The most important book of this political season isn't Bob Woodward's "State of Denial." That book is a catch-up job on what some of us "shrill" liberals were writing four years ago, when the Iraq war's props were being assembled, and what a majority of the electorate suspected six years ago: President Bush doesn't know competence from Barney. Woodward's first two books about the administration were themselves in denial for being so admiring of the Bush junta. But they reflected the gullible mood Bush created on the ash-heap of Sept. 11 and abused to his administration's advantage until last summer, when Katrina exploded the illusion.
What we're left with is a presidency less credible than any since Watergate, three wars (Iraq, Afghanistan, "terror"), a world more dangerous and a nation less safe than six years ago, and two more years of the incompetence that got us here. Judging from the polls, which still give Bush a roughly 40 percent approval rating, there's still an awful lot of denial going on despite Woodward's confessions.

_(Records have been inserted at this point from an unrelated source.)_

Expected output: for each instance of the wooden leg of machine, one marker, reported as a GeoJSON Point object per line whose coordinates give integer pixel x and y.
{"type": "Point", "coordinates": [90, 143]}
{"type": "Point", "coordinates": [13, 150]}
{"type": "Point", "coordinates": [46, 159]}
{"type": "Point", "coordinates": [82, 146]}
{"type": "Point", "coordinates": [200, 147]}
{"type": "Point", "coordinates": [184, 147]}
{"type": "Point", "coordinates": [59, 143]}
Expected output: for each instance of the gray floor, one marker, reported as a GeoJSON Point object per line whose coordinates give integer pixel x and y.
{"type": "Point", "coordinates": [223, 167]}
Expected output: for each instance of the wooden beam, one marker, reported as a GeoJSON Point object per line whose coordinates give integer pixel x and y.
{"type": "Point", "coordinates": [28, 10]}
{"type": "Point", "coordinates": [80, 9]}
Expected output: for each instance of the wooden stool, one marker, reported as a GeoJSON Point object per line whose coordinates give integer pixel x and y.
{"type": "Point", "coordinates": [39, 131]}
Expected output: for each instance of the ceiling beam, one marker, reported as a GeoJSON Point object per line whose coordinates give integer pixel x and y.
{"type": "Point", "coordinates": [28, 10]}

Meanwhile, Osama bin Laden is still vacationing somewhere in the Hindu Kush. Following Bush's lead, the rest of us still prefer to demonize him rather than study him. Which is why the most important book of the season is Lawrence Wright's "The Looming Tower." It's a history of al-Qaida's roots and development through Sept. 11. It's also a history of what we commonly refer to as America's intelligence services as they hunted al-Qaida, and more often hunted each other, on the way to enabling Sept. 11.
Wright's history draws two principal lessons. First, the 9/11 Commission underplayed how much the intelligence services were to blame for allowing Sept. 11 -- criminally so, if Wright's evidence is true. The CIA, the FBI and the National Security Agency each, on its own, had vital information (and photographs) about meetings, phone conversations and eventual hijackers' travels and whereabouts. Those weren't needles in haystacks that required leaps of imagination to connect. They were hard evidence the agencies refused to share -- not because the law prevented them. That's a canard. But because turf battles amplified by personality conflicts and a clubbish culture got in the way. Judging from more recent reporting, little has changed. And neither the Patriot Act nor domestic spying gave intelligence and law enforcement tools they didn't already have to do their job without infringing on civil liberties, as those new laws do.

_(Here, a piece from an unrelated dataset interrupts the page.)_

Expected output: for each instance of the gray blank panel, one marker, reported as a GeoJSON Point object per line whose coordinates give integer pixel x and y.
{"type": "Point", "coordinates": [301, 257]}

Second, al-Qaida is not much more than an assembly of rag-tag, fringe ideologies that barely have credit in the Islamic world. It isn't for nothing that in 1980s Afghanistan, the Arab fighters Osama cobbled together to fight the Soviets were called the "Brigade of the Ridiculous." They were useless then. Afghans scorned them. What successes they managed were entirely dependent on Osama's media savvy. None of the fighters, Osama among them, have ever had a clear idea of what they're fighting for beyond sophomoric ideals about a golden-age caliphate. That caliphate has about as much credibility among Muslims as a return to the Confederate States of America has among Southerners.

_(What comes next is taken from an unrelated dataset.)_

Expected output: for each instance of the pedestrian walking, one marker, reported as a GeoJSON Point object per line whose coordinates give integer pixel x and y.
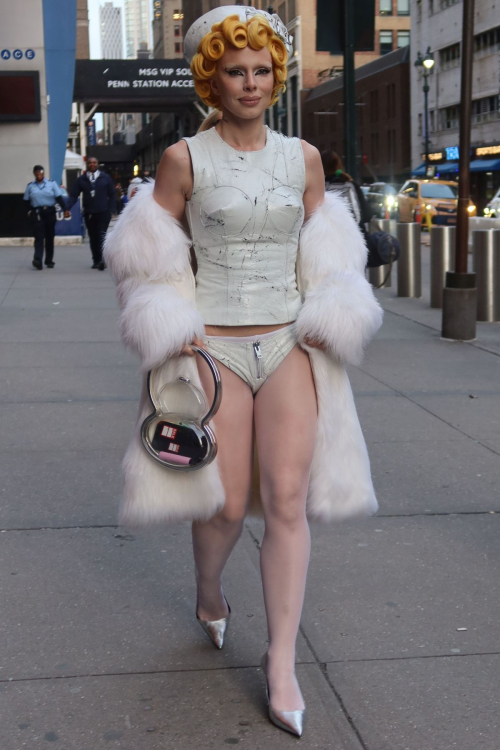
{"type": "Point", "coordinates": [281, 325]}
{"type": "Point", "coordinates": [41, 196]}
{"type": "Point", "coordinates": [99, 202]}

President Bush, Karl Rove and other members of the administration, campaigning in the few places where Other Republicans would let them, have been talking up Osama's agenda by comparing it to Hitler's "Mein Kampf." The more fitting comparison is with "My So-Called Jihad." Have a listen: Here's how Osama responded when the journalist Peter Arnett asked him what kind of society he would create if he had his way in, say, Saudi Arabia: "We are confident, with the permission of God, praise and glory be upon him, that Muslims will be victorious in the Arabian Peninsula and that God's religion, praise and glory be to him, will prevail in this peninsula. It is a great pride and a big hope that the revelation unto Mohammad, peace be upon him, will be resorted to for ruling. When we used to follow Mohammad's revelation, peace be upon him, we were in great happiness and in great dignity, to God belongs the credit and the praise."
That's Saturday Night Live material, not the sort of thing an Islamic revolution can hang its sword on. Al-Qaida's theology is no less crude and overwhelmingly rejected by mainstream Islam's clerics -- beginning with al-Qaida's cult of violence and death. But the administration bought the delusion whole, giving Osama the disproportionate fight he wants with the Great Satan and elevating him to an enemy status he could never manage on his own. Give him enough rope, and Osama will lynch himself in Arab and Muslim eyes. Instead, the Bush doctrine gives him ammunition and caps off the calculated paranoia by shackling America's liberties in the name of fear. When it comes to expediency covering up a hollow core, Osama has only one rival accomplice: George W. Bush.